A systematic study of two-dimensional, turbulent, small-deficit wakes was carried out to determine their structure and the universality of their self-preserving states. Various wake generators, including circular cylinders, a symmetrical airfoil, a flat plate, and an assortment of screens of varying solidity, were studied for a wide range of downstream distances. Most of the generators were tailored so that their drag coefficients, and therefore their momentum thicknesses, were identical, permitting comparison at identical Reynolds numbers and aspect ratios. The flat plate and airfoil had a small, trailing-edge flap which could be externally driven to introduce forced sinuous oscillations into the wake. The results indicate that the normalized characteristic velocity and length scales depend on the initial conditions, while the shape of the normalized mean velocity profile is independent of these conditions or the nature of the generator.

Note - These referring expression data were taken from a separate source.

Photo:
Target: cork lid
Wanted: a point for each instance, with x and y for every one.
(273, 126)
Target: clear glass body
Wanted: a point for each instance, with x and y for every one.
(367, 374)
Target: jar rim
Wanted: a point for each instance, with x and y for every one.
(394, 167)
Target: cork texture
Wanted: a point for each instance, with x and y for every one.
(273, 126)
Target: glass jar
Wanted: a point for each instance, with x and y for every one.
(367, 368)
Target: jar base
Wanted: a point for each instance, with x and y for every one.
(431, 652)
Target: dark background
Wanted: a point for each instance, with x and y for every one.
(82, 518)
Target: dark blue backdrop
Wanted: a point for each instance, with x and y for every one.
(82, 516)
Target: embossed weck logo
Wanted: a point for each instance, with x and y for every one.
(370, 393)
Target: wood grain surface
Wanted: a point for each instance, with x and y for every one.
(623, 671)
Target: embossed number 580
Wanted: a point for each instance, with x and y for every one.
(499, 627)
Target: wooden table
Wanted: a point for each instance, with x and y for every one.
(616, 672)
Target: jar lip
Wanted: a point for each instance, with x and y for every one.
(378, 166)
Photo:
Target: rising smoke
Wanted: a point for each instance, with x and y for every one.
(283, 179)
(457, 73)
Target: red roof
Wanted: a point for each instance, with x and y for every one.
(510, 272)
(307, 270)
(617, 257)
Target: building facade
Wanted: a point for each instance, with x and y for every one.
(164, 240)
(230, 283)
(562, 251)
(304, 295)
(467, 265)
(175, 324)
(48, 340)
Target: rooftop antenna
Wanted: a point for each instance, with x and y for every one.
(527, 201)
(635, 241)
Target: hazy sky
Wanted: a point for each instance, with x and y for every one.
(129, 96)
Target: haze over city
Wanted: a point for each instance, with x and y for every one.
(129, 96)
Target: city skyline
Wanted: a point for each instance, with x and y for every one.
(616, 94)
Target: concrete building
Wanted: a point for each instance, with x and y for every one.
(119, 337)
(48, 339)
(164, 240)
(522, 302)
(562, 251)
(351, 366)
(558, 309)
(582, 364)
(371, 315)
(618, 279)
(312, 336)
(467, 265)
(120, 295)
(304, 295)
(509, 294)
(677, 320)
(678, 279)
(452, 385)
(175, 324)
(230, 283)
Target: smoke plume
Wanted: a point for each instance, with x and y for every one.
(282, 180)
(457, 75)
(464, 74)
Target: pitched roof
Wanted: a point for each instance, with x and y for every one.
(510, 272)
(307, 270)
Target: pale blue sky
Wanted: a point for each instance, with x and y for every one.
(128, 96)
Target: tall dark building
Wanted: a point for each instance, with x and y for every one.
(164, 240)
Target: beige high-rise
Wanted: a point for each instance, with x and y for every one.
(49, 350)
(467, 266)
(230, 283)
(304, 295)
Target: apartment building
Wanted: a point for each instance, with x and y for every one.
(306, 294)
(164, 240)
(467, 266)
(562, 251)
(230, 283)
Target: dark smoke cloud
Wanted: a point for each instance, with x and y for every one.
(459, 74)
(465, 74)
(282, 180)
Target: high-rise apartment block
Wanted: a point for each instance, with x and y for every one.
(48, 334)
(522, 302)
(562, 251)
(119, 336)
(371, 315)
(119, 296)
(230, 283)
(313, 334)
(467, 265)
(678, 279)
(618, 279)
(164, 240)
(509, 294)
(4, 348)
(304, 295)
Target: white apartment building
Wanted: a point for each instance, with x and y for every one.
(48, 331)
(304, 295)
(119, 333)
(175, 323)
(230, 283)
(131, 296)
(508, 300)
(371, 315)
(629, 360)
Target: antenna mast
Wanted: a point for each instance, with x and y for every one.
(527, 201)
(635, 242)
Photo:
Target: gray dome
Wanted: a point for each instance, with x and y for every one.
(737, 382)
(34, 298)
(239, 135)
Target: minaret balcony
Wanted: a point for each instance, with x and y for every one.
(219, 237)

The normalized distributions of the longitudinal turbulence intensity, however, are dependent on the initial conditions. Linear inviscid stability theory, in which the divergence of the mean flow is taken into account, predicts quite well the amplification and the transverse distributions of amplitudes and phases of externally imposed sinuous waves on a fully developed turbulent wake generated by a flat plate. There is a strong indication that the large structures observed in the unforced wake are related to the two-dimensional instability modes and therefore can be modelled by linear stability theory. Furthermore, the interaction of the two possible modes of instability may be responsible for the vortex street-type pattern observed visually in the small-deficit, turbulent wake.